Een van de programmapunten van Adolf Hitler, die in 1933 in Duitsland aan de macht kwam, was de productie van een voor iedere burger betaalbare familieauto. De Führer stelde de prijs vast op maximaal duizend Reichsmark en gaf vervolgens de constructeur Ferdinand Porsche opdracht de wagen te ontwerpen. Porsche's creatie zou de auto-industrie op zijn kop zetten, al weten we inmiddels dat hij wel eens stiekem gebruik maakte van de ideeën van anderen. Ook mogen we niet vergeten dat het niet alleen ging om het ontwerp van de wagen zelf. Want om de auto werkelijk voor duizend mark in de markt te kunnen zetten, was de inrichting van het productieproces minstens zo belangrijk. Een taak die Porsche ook op zich nam, hij bracht zelfs een bezoek aan de VS om moderne productiemethoden te bestuderen.

Autobaan met KdF-cabrio's, 1943 - niet voor het volk!
Autobaan met KdF-cabrio's, 1943 - niet voor het volk!

In 1938 was het ontwerp rijp voor productie, maar de Duitse autoindustrie liep er niet warm voor. Het leek (en was) onmogelijk het project winstgevend te maken bij de vastgestelde verkoopprijs. Dus besloot de overheid de productie zelf te organiseren. De zaak kwam in handen van Kraft durch Freude, het nationaal-socialistische orgaan voor het recreatiewezen (KdF ontwikkelde bijvoorbeeld ook vakantieparken). De volkswagen kreeg officieel de naam KdF Wagen, en er werd een enorm fabriekscomplex gebouwd bij het dorpje Fallersleben, in het hart van Duitsland. Hier zouden 150.000 auto's per jaar geproduceerd moeten worden. Naast de fabriek verrees een geheel nieuwe stad, KdF Stadt genoemd, na de oorlog herdoopt tot Wolfsburg.

 

De Duitsers konden alvast gaan sparen voor hun KdF Wagen, wat door 340.000 inschrijvers ook gedaan werd. Duizenden slaagden erin de vereiste 198 zegeltjes à 5 mark te verzamelen, maar helaas zou niemand de auto in bezit kunnen nemen. Want vanwege het uitbreken van de oorlog in 1939 werden er niet meer dan 630 exemplaren gebouwd, en dan nog uitsluitend voor de Wehrmacht.

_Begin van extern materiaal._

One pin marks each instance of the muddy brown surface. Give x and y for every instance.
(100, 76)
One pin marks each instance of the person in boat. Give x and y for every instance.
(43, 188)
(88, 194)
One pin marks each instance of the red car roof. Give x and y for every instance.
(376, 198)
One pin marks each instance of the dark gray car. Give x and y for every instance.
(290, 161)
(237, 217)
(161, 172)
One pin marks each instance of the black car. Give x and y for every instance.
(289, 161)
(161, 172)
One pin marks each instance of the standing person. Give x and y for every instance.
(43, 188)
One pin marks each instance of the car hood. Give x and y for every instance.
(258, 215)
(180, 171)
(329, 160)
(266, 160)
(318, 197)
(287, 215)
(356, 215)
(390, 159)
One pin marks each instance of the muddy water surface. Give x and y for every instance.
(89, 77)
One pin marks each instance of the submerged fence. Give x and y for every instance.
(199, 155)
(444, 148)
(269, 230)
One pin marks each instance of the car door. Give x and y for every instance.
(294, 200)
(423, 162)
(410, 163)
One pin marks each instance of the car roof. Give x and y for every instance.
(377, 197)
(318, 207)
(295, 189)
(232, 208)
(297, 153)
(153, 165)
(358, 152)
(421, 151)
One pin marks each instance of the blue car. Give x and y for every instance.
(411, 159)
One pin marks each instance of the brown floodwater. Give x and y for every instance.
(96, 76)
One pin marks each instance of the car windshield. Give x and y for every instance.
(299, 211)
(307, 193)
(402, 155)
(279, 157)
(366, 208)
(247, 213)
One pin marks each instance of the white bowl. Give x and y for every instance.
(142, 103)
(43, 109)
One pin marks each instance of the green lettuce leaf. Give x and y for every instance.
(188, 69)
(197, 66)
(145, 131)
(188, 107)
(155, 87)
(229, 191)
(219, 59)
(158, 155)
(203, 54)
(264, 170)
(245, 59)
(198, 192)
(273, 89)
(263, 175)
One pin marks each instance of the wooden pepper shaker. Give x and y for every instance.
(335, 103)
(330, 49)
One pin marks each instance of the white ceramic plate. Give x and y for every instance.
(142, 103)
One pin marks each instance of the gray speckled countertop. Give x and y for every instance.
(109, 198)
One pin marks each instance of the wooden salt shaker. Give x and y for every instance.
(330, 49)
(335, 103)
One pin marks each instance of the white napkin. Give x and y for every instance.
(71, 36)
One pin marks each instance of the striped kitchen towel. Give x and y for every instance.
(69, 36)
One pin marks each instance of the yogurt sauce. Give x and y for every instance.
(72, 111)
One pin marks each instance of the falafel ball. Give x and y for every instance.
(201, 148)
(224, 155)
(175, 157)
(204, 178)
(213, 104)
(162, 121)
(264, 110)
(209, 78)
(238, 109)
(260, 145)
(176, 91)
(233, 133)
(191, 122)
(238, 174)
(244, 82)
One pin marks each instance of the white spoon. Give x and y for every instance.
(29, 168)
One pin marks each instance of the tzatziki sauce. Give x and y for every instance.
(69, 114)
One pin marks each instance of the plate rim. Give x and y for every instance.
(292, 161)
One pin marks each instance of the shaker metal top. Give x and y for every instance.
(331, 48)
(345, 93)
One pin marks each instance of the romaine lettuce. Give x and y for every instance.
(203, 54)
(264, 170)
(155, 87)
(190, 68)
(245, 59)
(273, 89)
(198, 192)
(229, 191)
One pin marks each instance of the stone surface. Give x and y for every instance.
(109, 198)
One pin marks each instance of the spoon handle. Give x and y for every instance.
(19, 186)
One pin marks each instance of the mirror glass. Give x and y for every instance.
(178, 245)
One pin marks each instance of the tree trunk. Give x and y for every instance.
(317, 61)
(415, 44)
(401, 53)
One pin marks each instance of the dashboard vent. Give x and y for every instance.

In KdF-Stadt werden tijdens de oorlog vooral de Kübelwagen Typ 82, een lichte terreinwagen, en de amfibische Schwimmwagen Typ 166 geproduceerd. We willen er aan herinneren dat daarbij op grote schaal dwangarbeid werd ingezet.

Artist's impression, 1938
Artist's impression, 1938

Het door bombardementen zwaar beschadigde fabriekscomplex bij Fallersleben/Wolfsburg kwam na de oorlog onder Brits militair bestuur. Er volgde een bizarre periode, waarin wat nu weer Volkswagen heette, aan verschillende bedrijven in de geallieerde landen werd aangeboden. Niemand had echter voldoende interesse, en er werd zelfs voorgesteld om Volkswagen maar te liquideren. Intussen lukte het de Duitsers, onder leiding van de Britse zaakwaarnemer majoor Ivan Hirst, toch om een productielijn voor de Kever op poten te zetten. De eerste afnemers in 1946 waren het Britse bezettingsleger en de Duitse posterijen (de claims van de vooroorlogse inschrijvers werden gemakshalve genegeerd).

 

Ook werd er al meteen gewerkt aan het opzetten van een verkoop- en serviceorganisatie. Bij Volkswagen heeft men altijd goed beseft dat een autofabrikant meer moet doen dan alleen auto's fabriceren. En omdat valuta's in deze jaren bijzonder belangrijk waren, werd de buitenlandse markt zeker niet vergeten. De eerste geëxporteerde Kevers gingen in 1947 naar Nederland, de importeur was Pon's Automobielhandel, een bedrijf dat al voor de oorlog met KdF onderhandelde over de verkoop van de wagen in Nederland. Pon was dus bij VW zeker geen onbekende toen hij kwam met zijn voorstel om een bestelbus te gaan bouwen.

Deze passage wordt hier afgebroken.